379 Liverpool Street Darlinghurst, NSW 2010
|Opening hours||Breakfast, first Sunday of the month, 8.30am-noon; dinner, Tue-Sun, 5.30-11.30pm.|
|Phone||02 9380 5318|
When sisters Carol and Sharon Salloum opened their Syrian-inspired restaurant Almond Bar in 2007, they had two main missions. First, to change the reputation of Middle Eastern cuisine in Sydney ("It's not just kebabs and hummus or something you eat after a big night out," Carol says), and second, to showcase their mother Violet's beloved family recipes.
The modest Darlinghurst 40-seater has gained a loyal following among locals and food adventurers alike, and Sharon the chef has recently released a new cookbook based on the popular mezze, or small shared dishes, on the restaurant's menu. Regular customers also know that some of the restaurant's best and most authentic dishes are served at the traditional breakfast held on the first Sunday of the month.
Sydneysiders are notoriously susceptible to brunch fatigue. About three years ago, Sharon and Carol noticed a growing appetite for a different kind of breakfast experience and decided to do something new.

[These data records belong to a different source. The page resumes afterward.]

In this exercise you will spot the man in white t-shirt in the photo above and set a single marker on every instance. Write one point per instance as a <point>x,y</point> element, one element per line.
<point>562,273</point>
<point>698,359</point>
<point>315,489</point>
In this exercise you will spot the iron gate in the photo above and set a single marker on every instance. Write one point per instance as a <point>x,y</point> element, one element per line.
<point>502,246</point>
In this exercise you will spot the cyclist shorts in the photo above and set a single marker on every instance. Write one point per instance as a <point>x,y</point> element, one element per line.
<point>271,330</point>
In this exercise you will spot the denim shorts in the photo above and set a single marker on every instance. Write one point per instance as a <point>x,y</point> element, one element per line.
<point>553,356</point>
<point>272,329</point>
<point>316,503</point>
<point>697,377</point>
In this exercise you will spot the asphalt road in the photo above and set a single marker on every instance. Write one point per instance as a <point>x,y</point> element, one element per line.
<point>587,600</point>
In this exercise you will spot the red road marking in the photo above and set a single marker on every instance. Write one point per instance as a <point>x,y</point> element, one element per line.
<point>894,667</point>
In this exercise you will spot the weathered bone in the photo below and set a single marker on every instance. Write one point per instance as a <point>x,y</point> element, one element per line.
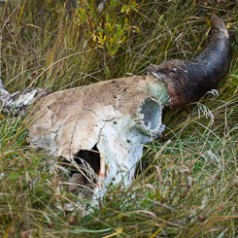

The result is a menu that's bold and unabashedly homey, featuring Syrian comfort foods such as fatteh (a layered breakfast dish of crushed chickpeas), beef shawarma (smoky beef strips marinated in Arabic seven spices) or the nourishing ful mudammas (a fragrant fava bean stew simmered for hours).
On a busy Sunday, we join a buzzing, inner east crowd. The long, narrow space is decked out in dark woods, ornate walls and slender share tables.
Service is friendly and unfussy. Once seated, a waiter promptly takes our coffee orders. My companions get their caffeine fix from the robust Middle Eastern coffee, simmered on the stove and served in tiny, individual copper pots. I try the refreshing mint tea made with leaves picked "from mum's garden".
Envious of our neighbours' three-tier breakfast platter, we decide to follow suit. The feast is served on a high-tea-style silver display stand, adding drama to the already extravagant spread.
Our waiter explains the platter is a combination of two of the restaurant's most popular items: Michel's plate and Violet's plate, named after the dream breakfasts of the owners' parents.
We work our way through the top tier, which has five kinds of miniature mezze - the sharp and fluffy shanklish (aged yoghurt cheese), makdoos (pickled walnut and chilli- stuffed mini eggplants), olives, the dark and smoky za'atar (a Middle Eastern herb mix) and labna (a strained yoghurt cheese).
All are speedily devoured with a small pile of flat bread.
Then there are the scrambled eggs with sumac and oregano, firmer than Western-style eggs as no cream or milk is added. But the real standout is the fatteh, a creamy melange of chickpeas, tahini and yoghurt speckled with caramelised almonds and hazelnuts. Fried bread takes the richness of the dish to its logical conclusion. It's home cooking like this that shows the chef at her best, layering contrasting textures and flavours with love and discipline.
What's remarkable about the Salloums' success is neither sister has had formal hospitality training. Guided only by their palettes and an early exposure to their mother's cooking, the former high-school teacher and heathcare counsellor have created a traditional meal experience that's both personal and exotic.
Menu Syrian home-style mezze with a modern twist.
Recommended dishes Ful mudammas (fava bean stew), fatteh breakfast platter, Middle Eastern coffee.